Thursday, October 27, 2005

Future Not So Bright for Light Bulb

In cartoons, when one of the characters gets a bright idea, it is usually depicted by a light bulb appearing above his head. A light of a different sort must have popped above the head of Michael Bowers, a graduate student at Vanderbilt University.

Bowers was experimenting with something called quantum dots. They are extraordinarily tiny globes of atoms measuring thousands of times less than the width of a human hair. They have excitable electrons that give off colored light when exposed to an electric charge. In other words, they are light-emitting diodes, or LEDs.

But what surprised Bowers is that the light given off by his new batch of quantum dots wasn’t blue, as he expected. They gave off a brilliant white light.

LEDs are currently used in various applications. They can give off red, green, and yellow light. Recently, scientists have even invented some that can give off blue light.
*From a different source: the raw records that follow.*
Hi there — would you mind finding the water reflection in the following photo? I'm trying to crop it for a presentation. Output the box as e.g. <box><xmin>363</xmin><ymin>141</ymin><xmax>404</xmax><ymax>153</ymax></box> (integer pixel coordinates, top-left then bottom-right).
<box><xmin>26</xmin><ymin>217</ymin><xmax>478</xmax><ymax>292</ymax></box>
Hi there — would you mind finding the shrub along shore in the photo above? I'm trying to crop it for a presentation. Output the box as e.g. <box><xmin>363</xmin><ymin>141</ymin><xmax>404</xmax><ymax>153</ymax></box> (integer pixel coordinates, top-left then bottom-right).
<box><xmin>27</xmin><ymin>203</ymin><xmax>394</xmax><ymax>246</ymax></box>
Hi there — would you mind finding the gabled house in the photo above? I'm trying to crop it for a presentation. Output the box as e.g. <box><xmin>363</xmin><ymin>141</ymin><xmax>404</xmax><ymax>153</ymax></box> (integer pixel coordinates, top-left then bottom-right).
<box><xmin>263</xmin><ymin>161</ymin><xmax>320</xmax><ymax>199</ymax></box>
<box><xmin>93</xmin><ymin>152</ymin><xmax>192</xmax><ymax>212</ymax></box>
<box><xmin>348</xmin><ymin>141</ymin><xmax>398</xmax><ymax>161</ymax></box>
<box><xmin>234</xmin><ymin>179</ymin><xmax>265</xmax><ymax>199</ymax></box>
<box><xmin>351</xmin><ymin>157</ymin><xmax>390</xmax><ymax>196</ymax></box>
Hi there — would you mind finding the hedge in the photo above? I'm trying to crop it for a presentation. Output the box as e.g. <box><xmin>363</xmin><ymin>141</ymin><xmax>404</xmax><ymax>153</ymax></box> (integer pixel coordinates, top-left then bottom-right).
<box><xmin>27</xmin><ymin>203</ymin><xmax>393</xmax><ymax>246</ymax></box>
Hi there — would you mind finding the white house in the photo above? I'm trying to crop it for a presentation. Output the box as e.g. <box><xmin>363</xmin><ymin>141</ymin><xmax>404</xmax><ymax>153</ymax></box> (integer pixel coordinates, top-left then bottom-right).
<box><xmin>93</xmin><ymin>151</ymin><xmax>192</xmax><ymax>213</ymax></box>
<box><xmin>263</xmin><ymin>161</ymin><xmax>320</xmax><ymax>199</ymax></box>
But Bowers stumbled on a way to produce a nice white light with LED technology. And, what’s more, the quantum dots can be mixed with liquid polyurethane and painted onto almost any surface. If that surface is then exposed to an electric charge, it glows white.

So could this be the beginning of the end of the ordinary light bulb and even the fluorescent tube?

A “bulb” coated with LED quantum dots can produce a light that is twice as bright as a 60 watt light bulb and last for 50,000 hours. And, since LEDs do not produce heat, they don’t use nearly as much electricity.

Estimates are that conversion to LED lighting technology could save as much as 29 percent of the nation’s lighting bill.

And the new quantum dot LEDs would not be limited to being painted onto something that looks like a standard light bulb. You can paint it on almost anything.

If you wanted your walls to glow a certain color instead of just being painted that color, just use the LED paint. Connect your walls to an electricity source, flip the switch, and your room is lit by dazzlingly bright walls.

Use battery power and LED-laced dye and you can walk down the street on a dark night and not worry about being seen. Your clothing will produce all the light you need to see where you’re going.

Coat a basketball with these LEDs and play some night hoops.

And why worry about buying light bulbs for your lamps. Just coat the lamp shades with the LED-laced dye and the lamp will give off all the light you need right from the shade itself.

There’s really no limit to what can be lit up with the quantum dot paint. And it can come in a variety of colors, including white.

The next step is to see if the LED material can be commercially produced for a reasonable price. Like all new technology, it is apt to be expensive at first. But once the price comes down to somewhere near the current cost of a light bulb, you can bid Thomas Edison’s venerable invention a fond adieu.